[governance] IPv4 - IPv6 incompatiblity (was Re: Towards Singapore)

Avri Doria avri at ella.com
Fri Jun 17 05:34:30 EDT 2011


Hi,

A few quibbles:


On 17 Jun 2011, at 14:44, Paul Wilson wrote:

> 
> 
> Yes, at one level v4 and v6 are incompatible, naturally, because they are Different Protocols; but above and below the IP protocol level, they are perfectly "compatible" - they run side by side on the same wires, through the same equipment, and on the same services as each other; and they support the same applications, which work in the same way, to the extent that users don't even need to know.

Well as long as the applications have been reworked to use the updated APIs that use both.  sure. Getting people to buy new applications is always useful for profits.

> 
> I've promoted an analogy between the v4-v6 transition and the transition from oil to electricity in our transport system.  And it works for this discussion as well:  you don't try to plug your volkswagon beetle into the mains - because oil and electrons certainly don't mix - but that old car is still perfectly "compatible" with the latest electric one: it drives on the same roads, uses the same rules and the same controls; and carries the same passengers in the same way.

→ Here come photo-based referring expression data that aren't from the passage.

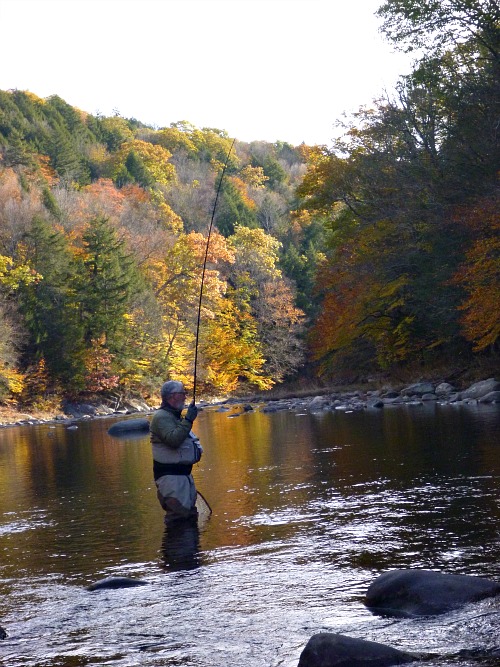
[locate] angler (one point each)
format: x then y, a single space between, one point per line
175 450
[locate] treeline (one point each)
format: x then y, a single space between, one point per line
380 251
103 227
410 198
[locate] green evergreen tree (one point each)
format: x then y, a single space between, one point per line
109 280
50 307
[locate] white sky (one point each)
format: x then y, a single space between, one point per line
260 69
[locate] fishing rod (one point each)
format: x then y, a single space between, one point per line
203 272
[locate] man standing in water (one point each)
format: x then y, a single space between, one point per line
175 450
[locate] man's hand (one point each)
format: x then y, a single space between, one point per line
192 412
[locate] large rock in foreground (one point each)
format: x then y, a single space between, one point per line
425 592
332 650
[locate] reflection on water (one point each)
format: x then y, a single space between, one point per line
307 510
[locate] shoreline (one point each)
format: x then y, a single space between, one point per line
482 392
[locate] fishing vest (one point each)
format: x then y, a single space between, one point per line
187 453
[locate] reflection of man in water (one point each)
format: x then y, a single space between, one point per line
175 450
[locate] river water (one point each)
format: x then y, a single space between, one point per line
308 509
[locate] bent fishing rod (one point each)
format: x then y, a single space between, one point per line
203 271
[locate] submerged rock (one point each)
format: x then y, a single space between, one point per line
129 426
112 583
480 389
333 650
410 593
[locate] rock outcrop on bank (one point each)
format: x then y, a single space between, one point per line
420 393
482 392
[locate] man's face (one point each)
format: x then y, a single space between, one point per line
177 399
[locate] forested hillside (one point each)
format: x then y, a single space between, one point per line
378 252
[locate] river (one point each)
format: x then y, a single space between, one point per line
307 510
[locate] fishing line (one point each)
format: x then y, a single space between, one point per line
203 272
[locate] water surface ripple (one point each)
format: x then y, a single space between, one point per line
307 510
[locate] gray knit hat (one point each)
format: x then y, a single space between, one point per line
171 387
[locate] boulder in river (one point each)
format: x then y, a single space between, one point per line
112 583
333 650
411 593
129 426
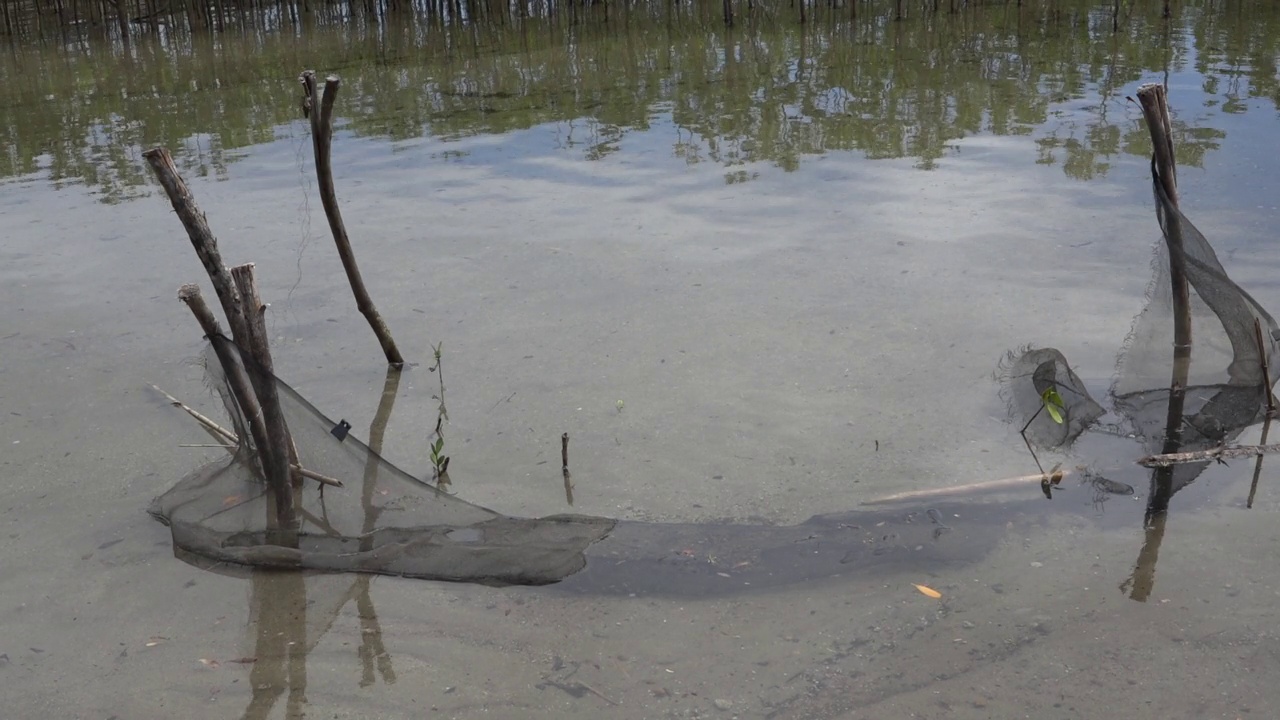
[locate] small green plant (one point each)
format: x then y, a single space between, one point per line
439 461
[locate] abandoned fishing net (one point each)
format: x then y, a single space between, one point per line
383 520
1225 381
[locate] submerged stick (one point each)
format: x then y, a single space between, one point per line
234 440
201 238
1266 369
275 454
1168 459
320 112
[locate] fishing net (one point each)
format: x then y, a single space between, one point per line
223 518
1223 390
383 520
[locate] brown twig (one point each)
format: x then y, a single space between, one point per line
234 440
201 237
320 112
275 455
965 488
1168 459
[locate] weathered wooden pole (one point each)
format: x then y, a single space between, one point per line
201 238
275 455
320 112
237 381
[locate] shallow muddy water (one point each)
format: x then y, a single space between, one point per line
757 276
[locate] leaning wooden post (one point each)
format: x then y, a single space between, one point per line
231 361
1155 109
275 455
320 112
201 238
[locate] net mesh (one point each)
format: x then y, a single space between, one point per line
383 520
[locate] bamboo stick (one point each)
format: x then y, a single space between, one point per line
231 361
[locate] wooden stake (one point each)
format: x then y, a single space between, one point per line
963 490
234 441
275 454
229 359
320 112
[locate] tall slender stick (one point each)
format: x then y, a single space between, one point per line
320 113
275 455
201 238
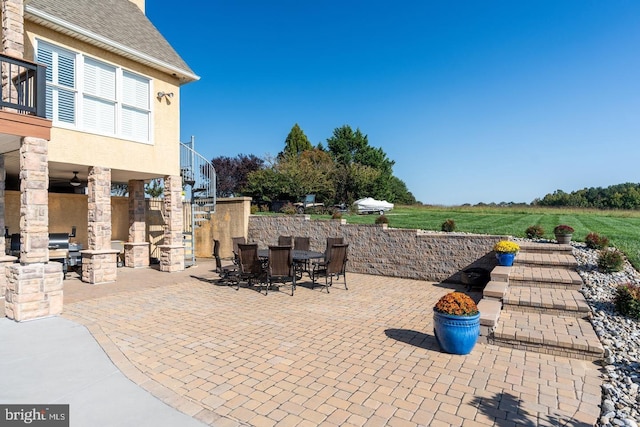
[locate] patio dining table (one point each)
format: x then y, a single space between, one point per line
297 254
301 259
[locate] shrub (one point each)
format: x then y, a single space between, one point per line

At a very gross level, sure.  But just try to reuse the engine parts from in the other.  Not sure this analogy is that useful to making your case.  But it is good for the vendors to promote incompatibility.

> 
> As for "backward compatibility" I suggest to be careful what you ask for here, because that is always a temporary benefit, and often a long-term curse. MS Windows users have suffered vast costs and complexities for many years, just so that a few MS-DOS applications could keep running; and then there's the old  QWERTY keyboard.

> On the other hand, we might remember the complaints surrounding Apple's change to OSX, a completely new and incompatible operating system (well, being based on Unix, a completely OLD operating system).  But does anyone care about that any more?  No, it's been properly forgotten, just as IPv4 will be when the big transition is done.

Yeah, but OSX offered a lot more for the pain of the switch than IPv6 does.  To the happy IPv4 user, IPv6 offers nothing special.  Except maybe for the risk one will go through will all the bugs get worked out.

> 
> I admit to blissful ignorance of the blow-by-blow disputes and politics of the development of IPNG in its various early flavours; and I don't care much to go back there.  But I can certainly imagine that if IPv6 were shackled with tricks to have it interconnect directly with IPv4, at the IP level, then in a few years time, and for decades afterwards, we'd all be cursing the developers for their shortsightedness.

Well I have still never heard reasoning that made any sense to me about why coexistence of the addressing formats was not worked on other that the hubris of the IPv6 proponents believing that IPv6 should replace IPv4.  I think the need to maintain two routing setups is as wasteful as it is profitable for the routing vendors.

GSE, 8+8, variable length addressing or other proposed solutions for address compatibility would have gone a long way to lessening the problems of incompatible addressing.  Even after all these years, I do not understand any reason why these types of solutions did not prevail to make the networks coexist.  All I can see as reasons are profit for the hardware vendors and control of the address space by the RIR (IPv6 is controlled completely, while IPv4 is still somewhat outside their complete control).  That and the hubris of 'transition'.

And I think this decision is one of the things that makes universal deployment of IPv6 such a challenge.  Had people allowed for a smooth coexistence, perhaps IPv6 would already be deployed and IPv4 would already be withering away without anyone noticing.

> 
> My view is that the only significant sin of the IPv6 developers, at least the only one which is relevant here, is to have underestimated the coming success of the Internet.  It is that success which allowed the Internet to grow so vast and to become so very cheap, the major factors which conspire to make the IPv6 transition much harder than anyone thought.


I think the problem is that we still have people thinking of transition and not coexistence.  And I think it is this that will create problems for developing economies.  To bootstrap themselves onto the Internet, many rely on older and used technology. To then require them to replace to  a well tested networking technology  for one that still have growing pains remains a big and expensive problem.

a.


------
Pick your poison: Kool-Aid or Hemlock!